From c2da44b371d88f81e39fac4a0bbdfbd1573c6e21 Mon Sep 17 00:00:00 2001
From: "yuze.zyz" <yuze.zyz@alibaba-inc.com>
Date: Tue, 25 Oct 2022 22:38:49 +0800
Subject: [PATCH] [to #42322933] remove dev model inference and fix some bugs

1. Change structbert dev revision to master revision
2. Fix bug:  Sample code failed because the updating of model configuration
3. Fix bug: Continue training regression failed
        Link: https://code.alibaba-inc.com/Ali-MaaS/MaaS-lib/codereview/10519992
---
 modelscope/models/builder.py                  | 10 +++++++--
 modelscope/models/nlp/__init__.py             |  2 ++
 modelscope/models/nlp/structbert/adv_utils.py |  2 +-
 modelscope/trainers/hooks/checkpoint_hook.py  | 15 +++++++------
 modelscope/trainers/trainer.py                | 21 ++++++++++++-------
 tests/pipelines/test_fill_mask.py             |  7 ++-----
 .../test_sentiment_classification.py          | 13 +++++-------
 tests/trainers/test_trainer_with_nlp.py       | 15 ++++++-------
 8 files changed, 45 insertions(+), 40 deletions(-)

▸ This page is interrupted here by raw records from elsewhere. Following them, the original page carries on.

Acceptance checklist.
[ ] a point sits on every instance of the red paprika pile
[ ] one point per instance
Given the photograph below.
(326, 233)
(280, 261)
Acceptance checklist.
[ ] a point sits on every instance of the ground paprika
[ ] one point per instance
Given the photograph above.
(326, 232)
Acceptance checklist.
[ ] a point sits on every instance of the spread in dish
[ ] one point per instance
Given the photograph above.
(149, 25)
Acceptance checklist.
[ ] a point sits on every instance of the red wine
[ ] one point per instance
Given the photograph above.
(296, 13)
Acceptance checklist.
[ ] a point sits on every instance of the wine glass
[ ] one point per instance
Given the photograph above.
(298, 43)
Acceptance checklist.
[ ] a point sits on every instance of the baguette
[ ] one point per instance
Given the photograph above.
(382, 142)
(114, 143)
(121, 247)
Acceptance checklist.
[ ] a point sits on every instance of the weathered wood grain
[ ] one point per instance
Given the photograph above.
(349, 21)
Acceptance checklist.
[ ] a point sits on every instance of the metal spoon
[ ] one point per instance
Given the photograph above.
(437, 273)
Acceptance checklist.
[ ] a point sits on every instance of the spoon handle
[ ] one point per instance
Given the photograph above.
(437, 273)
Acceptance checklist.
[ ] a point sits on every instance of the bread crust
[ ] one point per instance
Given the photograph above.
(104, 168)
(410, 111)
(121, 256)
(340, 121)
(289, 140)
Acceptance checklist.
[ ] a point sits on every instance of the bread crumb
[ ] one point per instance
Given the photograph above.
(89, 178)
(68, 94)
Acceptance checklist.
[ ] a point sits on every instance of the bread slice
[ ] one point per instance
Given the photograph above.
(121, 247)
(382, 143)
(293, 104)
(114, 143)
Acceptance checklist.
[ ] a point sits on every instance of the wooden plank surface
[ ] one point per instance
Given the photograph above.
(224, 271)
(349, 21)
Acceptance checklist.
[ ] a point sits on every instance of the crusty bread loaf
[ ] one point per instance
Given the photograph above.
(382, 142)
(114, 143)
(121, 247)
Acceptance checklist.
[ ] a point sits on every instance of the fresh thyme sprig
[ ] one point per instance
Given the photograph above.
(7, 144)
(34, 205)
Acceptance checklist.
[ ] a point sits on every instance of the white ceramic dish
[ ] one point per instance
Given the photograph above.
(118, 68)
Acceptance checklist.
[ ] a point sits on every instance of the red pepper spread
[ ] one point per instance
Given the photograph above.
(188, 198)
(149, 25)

diff --git a/modelscope/models/builder.py b/modelscope/models/builder.py
index a35358c1..2804c6c7 100644
--- a/modelscope/models/builder.py
+++ b/modelscope/models/builder.py
@@ -2,13 +2,19 @@
 
 from modelscope.utils.config import ConfigDict
 from modelscope.utils.constant import Tasks
+from modelscope.utils.import_utils import INDEX_KEY, LazyImportModule
 from modelscope.utils.registry import TYPE_NAME, Registry, build_from_cfg
 
 MODELS = Registry('models')
-BACKBONES = Registry('backbones')
-BACKBONES._modules = MODELS._modules
+BACKBONES = MODELS
 HEADS = Registry('heads')
 
+modules = LazyImportModule.AST_INDEX[INDEX_KEY]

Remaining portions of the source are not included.